Сказано таким тоном - так к зубному приглашают. Когда уж и на пломбу надежды нет. Присаживаюсь на краешек кресла. В крохотной кухоньке, под полочками с прикнопленными к ним листочками белой бумаги, сидят Петр Серафимович и Юрка Филин. Они поют песню. Причем, разную. Филин поет "Черную ласточку" на грузинском, а Пётр Серафимович - Марсельезу. Судя по всему, на латыни. На столе разъединенная на кружки колбаса, крохотные помидорки и огромный, дирежаблевидный желтый огурец. Елизавета Арнольдовна, по счастливой глухоте своей, читает газету

- Ну-с? - Анна Карловна поглаживает котика, которым украшен ее передник, - а я ведь все вещи раздала, между прочим...

- Давайте я все назад соберу? - я вину свою знаю и грущу

- Да нет, - холодно говорит Анна Карловна, - все уже в курсе и вернут сами. Ну, не все. Ну, частично...

- А ацетону у Вас нет?

- И не было! - отрезает она.

С кухни слышен голос Петра Серафимовича, который бросил петь и теперь выговаривает Филину:

- А я всегда насчет Дарьи Олеговны был прав! И, скажу Вам, на выборах отметил! (понизив голос) она за Жириновского голосовала! Факт!

Филин, икнув, жмет руку Петру Серафимовичу:

- Мужик! Уважаю! Я тоже за Жирика голосовал! Он на поезде в Луки приезжал, ага...

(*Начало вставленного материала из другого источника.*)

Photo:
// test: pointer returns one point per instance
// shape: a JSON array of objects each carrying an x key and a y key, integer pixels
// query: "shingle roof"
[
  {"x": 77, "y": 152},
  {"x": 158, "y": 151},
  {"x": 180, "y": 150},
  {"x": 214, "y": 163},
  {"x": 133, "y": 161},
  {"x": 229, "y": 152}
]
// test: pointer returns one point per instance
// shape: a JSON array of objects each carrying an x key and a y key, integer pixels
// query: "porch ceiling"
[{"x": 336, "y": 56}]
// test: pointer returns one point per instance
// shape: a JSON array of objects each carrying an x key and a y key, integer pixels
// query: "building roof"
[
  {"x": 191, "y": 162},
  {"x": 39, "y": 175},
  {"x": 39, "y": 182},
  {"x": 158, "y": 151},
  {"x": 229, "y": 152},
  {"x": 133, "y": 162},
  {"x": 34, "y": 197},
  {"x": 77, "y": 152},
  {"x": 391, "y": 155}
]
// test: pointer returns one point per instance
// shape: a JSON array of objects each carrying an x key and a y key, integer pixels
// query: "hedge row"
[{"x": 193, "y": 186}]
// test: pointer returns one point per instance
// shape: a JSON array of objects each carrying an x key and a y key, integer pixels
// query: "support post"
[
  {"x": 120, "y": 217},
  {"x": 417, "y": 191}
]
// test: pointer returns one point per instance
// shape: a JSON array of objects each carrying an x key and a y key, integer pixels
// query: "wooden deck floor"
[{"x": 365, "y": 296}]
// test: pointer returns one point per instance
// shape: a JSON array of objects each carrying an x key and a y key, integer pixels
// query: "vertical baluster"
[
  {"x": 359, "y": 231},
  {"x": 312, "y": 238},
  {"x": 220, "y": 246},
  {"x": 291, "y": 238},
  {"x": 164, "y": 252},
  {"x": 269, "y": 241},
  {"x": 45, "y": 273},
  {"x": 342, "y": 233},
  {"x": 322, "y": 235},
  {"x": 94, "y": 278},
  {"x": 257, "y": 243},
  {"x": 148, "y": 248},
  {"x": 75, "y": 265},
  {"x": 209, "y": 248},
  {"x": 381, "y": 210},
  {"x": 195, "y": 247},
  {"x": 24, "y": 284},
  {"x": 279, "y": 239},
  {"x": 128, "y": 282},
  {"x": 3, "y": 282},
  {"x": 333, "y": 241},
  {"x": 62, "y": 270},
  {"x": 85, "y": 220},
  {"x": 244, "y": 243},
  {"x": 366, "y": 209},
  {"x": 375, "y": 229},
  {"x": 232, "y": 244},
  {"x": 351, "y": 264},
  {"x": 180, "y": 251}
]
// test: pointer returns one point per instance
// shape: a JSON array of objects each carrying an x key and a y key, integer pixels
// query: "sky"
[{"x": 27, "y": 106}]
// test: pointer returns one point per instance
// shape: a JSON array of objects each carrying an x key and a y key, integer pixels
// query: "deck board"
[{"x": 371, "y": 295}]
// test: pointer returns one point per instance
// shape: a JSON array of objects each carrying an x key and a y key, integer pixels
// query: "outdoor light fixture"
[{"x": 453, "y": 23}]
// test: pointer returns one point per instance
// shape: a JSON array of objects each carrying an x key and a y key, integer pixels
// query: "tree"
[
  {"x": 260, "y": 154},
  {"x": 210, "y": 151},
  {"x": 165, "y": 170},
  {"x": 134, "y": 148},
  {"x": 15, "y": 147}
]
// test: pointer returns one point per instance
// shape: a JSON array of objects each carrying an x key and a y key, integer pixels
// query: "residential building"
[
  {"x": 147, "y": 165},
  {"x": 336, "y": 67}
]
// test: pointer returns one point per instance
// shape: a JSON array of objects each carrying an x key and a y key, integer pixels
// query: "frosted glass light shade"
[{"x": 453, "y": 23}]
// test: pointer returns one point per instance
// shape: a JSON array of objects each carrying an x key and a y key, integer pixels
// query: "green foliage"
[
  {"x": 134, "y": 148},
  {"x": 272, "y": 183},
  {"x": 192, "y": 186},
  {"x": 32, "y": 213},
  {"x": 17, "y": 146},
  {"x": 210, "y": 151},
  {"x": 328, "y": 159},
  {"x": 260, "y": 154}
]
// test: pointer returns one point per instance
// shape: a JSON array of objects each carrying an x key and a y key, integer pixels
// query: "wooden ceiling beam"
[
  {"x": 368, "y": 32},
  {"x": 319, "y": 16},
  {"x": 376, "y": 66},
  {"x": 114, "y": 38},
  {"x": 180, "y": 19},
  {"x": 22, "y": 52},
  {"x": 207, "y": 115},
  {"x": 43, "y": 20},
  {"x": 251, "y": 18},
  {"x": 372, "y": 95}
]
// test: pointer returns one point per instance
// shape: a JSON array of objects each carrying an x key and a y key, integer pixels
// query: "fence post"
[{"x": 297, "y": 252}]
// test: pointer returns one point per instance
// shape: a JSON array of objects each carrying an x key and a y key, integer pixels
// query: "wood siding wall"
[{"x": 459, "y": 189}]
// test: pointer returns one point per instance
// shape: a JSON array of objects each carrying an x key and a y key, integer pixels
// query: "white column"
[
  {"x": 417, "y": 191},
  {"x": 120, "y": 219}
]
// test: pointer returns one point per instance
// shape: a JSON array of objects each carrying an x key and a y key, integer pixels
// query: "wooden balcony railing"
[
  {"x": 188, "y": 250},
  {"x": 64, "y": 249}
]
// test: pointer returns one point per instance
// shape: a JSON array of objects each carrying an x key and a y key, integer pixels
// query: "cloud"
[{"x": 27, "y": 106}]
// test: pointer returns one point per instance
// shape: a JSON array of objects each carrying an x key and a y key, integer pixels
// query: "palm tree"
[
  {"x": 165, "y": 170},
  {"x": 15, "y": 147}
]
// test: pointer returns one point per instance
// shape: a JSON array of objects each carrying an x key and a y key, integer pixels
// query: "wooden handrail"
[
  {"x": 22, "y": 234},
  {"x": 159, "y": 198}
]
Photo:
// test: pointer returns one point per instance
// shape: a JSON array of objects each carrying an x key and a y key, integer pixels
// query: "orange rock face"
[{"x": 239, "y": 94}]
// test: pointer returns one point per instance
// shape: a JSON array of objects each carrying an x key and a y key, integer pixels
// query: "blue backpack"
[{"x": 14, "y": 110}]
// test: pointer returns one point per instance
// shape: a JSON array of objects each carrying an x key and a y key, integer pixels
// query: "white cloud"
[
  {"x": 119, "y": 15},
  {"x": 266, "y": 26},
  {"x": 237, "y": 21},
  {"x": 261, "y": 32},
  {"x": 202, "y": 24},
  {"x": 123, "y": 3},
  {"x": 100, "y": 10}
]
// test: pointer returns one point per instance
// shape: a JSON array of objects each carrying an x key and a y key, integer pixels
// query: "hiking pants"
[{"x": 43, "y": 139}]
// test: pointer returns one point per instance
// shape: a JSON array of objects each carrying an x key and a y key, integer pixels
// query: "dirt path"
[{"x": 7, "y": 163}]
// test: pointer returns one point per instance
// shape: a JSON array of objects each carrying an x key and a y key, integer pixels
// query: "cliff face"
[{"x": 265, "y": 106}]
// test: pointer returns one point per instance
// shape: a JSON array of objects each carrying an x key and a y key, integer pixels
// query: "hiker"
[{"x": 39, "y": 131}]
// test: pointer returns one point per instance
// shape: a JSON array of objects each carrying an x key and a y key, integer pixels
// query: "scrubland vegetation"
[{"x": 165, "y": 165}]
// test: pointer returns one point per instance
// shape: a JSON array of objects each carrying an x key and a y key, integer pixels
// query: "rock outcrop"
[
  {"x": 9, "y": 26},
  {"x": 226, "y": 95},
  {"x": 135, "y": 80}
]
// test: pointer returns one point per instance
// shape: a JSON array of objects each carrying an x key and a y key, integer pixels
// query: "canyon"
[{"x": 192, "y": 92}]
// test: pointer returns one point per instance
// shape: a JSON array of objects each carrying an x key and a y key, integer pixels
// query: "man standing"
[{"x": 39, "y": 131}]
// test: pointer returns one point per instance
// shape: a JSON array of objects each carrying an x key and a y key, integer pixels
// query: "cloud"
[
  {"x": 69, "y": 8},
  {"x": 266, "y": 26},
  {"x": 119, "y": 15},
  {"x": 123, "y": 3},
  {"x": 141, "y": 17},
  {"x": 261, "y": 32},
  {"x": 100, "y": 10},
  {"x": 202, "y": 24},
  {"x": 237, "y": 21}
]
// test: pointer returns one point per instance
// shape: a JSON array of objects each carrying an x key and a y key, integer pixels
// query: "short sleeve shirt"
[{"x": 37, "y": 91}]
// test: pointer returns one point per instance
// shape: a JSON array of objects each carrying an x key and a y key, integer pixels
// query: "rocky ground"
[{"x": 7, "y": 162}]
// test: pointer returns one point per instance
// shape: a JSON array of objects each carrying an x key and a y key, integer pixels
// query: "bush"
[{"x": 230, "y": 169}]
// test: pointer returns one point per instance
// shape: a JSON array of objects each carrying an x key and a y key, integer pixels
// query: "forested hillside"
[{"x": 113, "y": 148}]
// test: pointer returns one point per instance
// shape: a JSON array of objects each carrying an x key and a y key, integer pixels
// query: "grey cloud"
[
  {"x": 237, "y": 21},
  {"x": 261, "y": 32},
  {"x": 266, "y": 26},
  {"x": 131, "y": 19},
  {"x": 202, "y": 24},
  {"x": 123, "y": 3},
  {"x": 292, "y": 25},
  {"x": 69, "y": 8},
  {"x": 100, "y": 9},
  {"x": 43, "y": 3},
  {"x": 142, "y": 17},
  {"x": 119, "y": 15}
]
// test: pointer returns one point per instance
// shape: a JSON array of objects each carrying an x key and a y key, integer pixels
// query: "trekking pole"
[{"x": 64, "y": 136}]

Мы молчим. Я обнимаю Анну Карловну, смахиваю непрошеную слезу и ухожу. Без ацетона.

КУРГАН

Анна Карловна любит быть одета совсем простенько - голубая льняная юбка едва прикрывает сухие, тонкие щиколки, а кофта индийского батиста, напротив, приоткрывает в вырезе ниточку легких, шуршащих рябиновых бус. Анна Карловна ходит быстро. Быстро. И еще быстрее. Водит меня по своим "владениям".

- Ах, Вы знаете? - она легонько трогает меня за плечо. - Здесь, где мы с Вами стоим - курган! да-да! И не спорьте!

Я не спорю. Курган, так курган. Помню, что туда еще в 90-е закапывали разный железный больничный хлам - кастрюли с прогоревшими днищами, проржавевшие панцирные сетки, консервные банки

- Тут были люди! - Анна Карловна делает многозначительное лицо, - с металлическими искателями! Сапёры! Или - минёры? Пётр Серафимович, откликнитесь, голубчик! Кто тут все бродил?

- Черные копатели! - Пётр Серафимович разделывает рыбу под навесом поветки и вытирает рыбочистку из бутылочных крышечек о свежее вафельное полотенце. - Бандиты были. Вы вечно пускаете, кого не попадя! Зарежут вас и ограбят! Не приведи, Господь, конечно. Вы видели, какие у них были рожи?

- Это наушники на них были. - встреваю я. - чтобы "пи-пи-пи" слышать

- Фи, какая дерзость, - Анна Карловна морщится, - у нас нет ватерклозета, но удобства достаточно комфортные! А подслушивать... как это низко! - и тут же, оборачиваясь ко мне, - ну? Вы сейчас будете копать или потом?

- Я Вам просто молока принесла, - я ставлю банку на крыльцо

- Нет-нет, голубушка. С рыбой - ни-ни!

- Никакие наушники не спасут, - поддакивает Пётр Серафимович.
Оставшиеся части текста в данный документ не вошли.